Yes, that is just one very nice use case, you can shard regular actors.

On Tuesday, November 17, 2015 at 4:19:58 PM UTC+1, Danny Lesnik wrote:
>
> Hi, 
>
> Thank you for your response, as far as I know cluster sharding works only 
> with a persistent actors and now we don't want to persistent actors because 
> our actors are stateless. 
>
> Can it work with Actor instead of Persistent Actor?
>
> Danny.
>
> On Tuesday, November 17, 2015 at 11:28:08 AM UTC+2, Danny Lesnik wrote:
>>
>> I'm playing with "stats" example to make some kind of POC: 
>>
>> and have the following configuration:
>>
>> application.conf:
>>
>> akka.actor.deployment {
>>   /singleton/statsService/statsWorker {
>>     router = consistent-hashing-pool
>>     nr-of-instances = 100
>>     cluster {
>>       enabled = on
>>       max-nr-of-instances-per-node = 3
>>       allow-local-routees = on
>>       use-role = backend
>>     }
>>   }
>>
>> }
>>
>> I have 3 nodes one with the role "frontend" and two with the role 
>> "backend":
>>
>>  I'm sending the following message: 
>>
>> case class TestMessage(id:Int,msg:String) extends ConsistentHashable {
>>   override def consistentHashKey: Any = id.toString
>> }
>>
>>
>> now I have StatsService actor:
>>
>>
>> class StatsService extends Actor{
>>
>>   override def preStart(): Unit = println("starting singleton statsService")
>>
>>   val statsWorker = context.actorOf(Props[StatsWorker],"statsWorker")
>>
>>   override def receive ={
>>     case testMsg:TestMessage => statsWorker ! testMsg
>>     case _ => println("unhelded")
>>   }
>> }
>>
>>
>> Now  statsWorker:
>>
>>
>> class StatsWorker extends Actor{
>>
>>   override def preStart(): Unit = println("Start new Stats Worker!!!")
>>
>>   override def receive = {
>>     case TestMessage(id,msg) => println(id)

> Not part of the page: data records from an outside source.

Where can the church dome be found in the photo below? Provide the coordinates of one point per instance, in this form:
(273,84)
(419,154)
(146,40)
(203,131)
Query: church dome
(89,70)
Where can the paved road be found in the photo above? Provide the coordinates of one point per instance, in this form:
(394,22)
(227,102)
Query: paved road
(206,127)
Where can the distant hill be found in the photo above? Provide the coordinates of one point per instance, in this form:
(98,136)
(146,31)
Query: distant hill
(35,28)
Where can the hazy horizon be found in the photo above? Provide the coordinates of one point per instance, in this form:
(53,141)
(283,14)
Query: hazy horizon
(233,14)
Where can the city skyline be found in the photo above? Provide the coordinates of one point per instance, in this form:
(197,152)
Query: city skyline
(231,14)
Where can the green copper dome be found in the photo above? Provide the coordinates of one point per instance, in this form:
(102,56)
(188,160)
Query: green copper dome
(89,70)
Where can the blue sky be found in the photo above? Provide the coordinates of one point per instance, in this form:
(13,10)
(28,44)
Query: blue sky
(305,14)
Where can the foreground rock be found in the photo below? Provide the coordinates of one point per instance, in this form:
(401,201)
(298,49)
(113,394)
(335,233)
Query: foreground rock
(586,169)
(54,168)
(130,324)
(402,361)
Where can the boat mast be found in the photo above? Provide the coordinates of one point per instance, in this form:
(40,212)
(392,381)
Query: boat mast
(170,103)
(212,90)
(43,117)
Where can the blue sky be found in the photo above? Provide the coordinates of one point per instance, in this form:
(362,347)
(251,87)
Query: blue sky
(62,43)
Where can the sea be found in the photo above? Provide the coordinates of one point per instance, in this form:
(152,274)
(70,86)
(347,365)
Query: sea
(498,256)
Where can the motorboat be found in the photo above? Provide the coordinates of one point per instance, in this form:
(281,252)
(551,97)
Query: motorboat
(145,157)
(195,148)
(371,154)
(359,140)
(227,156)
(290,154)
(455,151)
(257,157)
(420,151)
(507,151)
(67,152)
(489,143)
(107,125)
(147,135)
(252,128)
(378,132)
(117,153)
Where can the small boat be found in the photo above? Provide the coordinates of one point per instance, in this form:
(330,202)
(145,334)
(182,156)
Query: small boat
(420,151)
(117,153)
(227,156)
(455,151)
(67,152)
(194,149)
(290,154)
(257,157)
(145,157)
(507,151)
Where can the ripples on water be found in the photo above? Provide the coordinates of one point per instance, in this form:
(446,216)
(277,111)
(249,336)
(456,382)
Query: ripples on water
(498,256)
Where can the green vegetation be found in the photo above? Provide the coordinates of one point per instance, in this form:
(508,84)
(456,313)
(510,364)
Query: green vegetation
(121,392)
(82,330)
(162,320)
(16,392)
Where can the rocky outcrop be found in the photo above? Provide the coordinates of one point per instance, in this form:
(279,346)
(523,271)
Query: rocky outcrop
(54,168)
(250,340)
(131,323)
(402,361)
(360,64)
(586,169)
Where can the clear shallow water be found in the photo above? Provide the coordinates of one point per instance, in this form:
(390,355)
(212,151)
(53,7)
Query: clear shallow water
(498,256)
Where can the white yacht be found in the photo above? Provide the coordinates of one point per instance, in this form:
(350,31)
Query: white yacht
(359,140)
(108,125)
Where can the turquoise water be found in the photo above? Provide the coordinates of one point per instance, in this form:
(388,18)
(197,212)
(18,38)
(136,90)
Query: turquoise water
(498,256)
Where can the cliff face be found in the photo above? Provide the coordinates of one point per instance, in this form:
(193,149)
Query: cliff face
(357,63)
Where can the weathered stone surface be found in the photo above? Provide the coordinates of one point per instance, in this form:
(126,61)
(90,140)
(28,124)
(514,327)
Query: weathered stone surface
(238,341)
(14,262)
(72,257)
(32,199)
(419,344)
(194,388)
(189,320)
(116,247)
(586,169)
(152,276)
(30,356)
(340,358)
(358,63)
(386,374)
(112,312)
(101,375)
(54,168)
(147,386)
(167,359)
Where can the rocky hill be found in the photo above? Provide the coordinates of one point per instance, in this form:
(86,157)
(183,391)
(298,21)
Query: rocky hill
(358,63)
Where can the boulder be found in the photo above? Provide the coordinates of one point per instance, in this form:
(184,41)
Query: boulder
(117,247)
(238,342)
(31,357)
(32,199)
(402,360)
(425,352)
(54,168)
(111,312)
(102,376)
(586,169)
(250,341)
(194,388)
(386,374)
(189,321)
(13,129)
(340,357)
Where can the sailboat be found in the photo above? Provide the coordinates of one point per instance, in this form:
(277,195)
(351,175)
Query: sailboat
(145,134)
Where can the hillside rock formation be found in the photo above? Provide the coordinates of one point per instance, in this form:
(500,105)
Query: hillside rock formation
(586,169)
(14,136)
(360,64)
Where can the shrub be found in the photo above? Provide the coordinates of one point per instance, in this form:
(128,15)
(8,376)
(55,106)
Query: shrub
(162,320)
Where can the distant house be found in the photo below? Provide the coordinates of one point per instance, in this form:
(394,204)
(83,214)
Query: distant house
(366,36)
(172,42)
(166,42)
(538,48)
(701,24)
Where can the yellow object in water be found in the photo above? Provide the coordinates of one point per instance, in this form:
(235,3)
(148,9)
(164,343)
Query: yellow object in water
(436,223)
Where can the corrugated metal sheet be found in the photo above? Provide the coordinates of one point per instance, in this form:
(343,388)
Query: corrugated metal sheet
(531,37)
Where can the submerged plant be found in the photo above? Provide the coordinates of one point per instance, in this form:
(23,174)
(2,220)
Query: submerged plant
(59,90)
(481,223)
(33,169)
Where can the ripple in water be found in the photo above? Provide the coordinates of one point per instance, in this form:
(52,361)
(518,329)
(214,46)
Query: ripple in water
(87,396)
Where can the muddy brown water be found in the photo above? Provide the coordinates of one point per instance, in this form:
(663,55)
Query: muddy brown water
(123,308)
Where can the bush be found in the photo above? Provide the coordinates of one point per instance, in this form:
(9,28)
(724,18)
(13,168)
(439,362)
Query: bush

>>     case _ => println("unhelded")
>>   }
>> }
>>
>>
>> Now on each node I have the following code:
>>
>>
>>    val nodeRole = configuration.getStringList("akka.cluster.roles").get(0)
>>
>>
>>   if (nodeRole == "backend") {
>>
>>     system.actorOf(ClusterSingletonManager.props(
>>     singletonProps = Props[StatsService], singletonName = "statsService",
>>     terminationMessage = PoisonPill, role = Some("backend")),
>>     name = "singleton")
>>
>> } else if (nodeRole=="frontend"){
>>     val statsServiceProxy = 
>> system.actorOf(ClusterSingletonProxy.props(singletonPath = 
>> "user/singleton/statsService", 
>>
>>                                            role = Some("backend")), name = 
>> "statsServiceProxy")
>>
>>     for (a <- 1 to 10000) {
>>       statsServiceProxy ! TestMessage(a, "bla")
>>     }
>>   }
>>
>>
>>
>> *Now I see the following concerns:*
>>
>>
>> 1) My "statsService" singleton created on leader and seems to be single 
>> instance in cluster, which is OK.
>>
>> 2) Only one instance of statsWorker created, but as far as I understand i 
>> supposed to have 3 instances on each node. 
>>
>> 3) All 10k messages are handled by single instance of "statsWorker" which is 
>> not OK.
>>
>> 4) it seems like I'm using simple singleton pattern and it looks like my 
>> pool is not working.
>>
>> What is wrong? How can I balance between two "backend" nodes?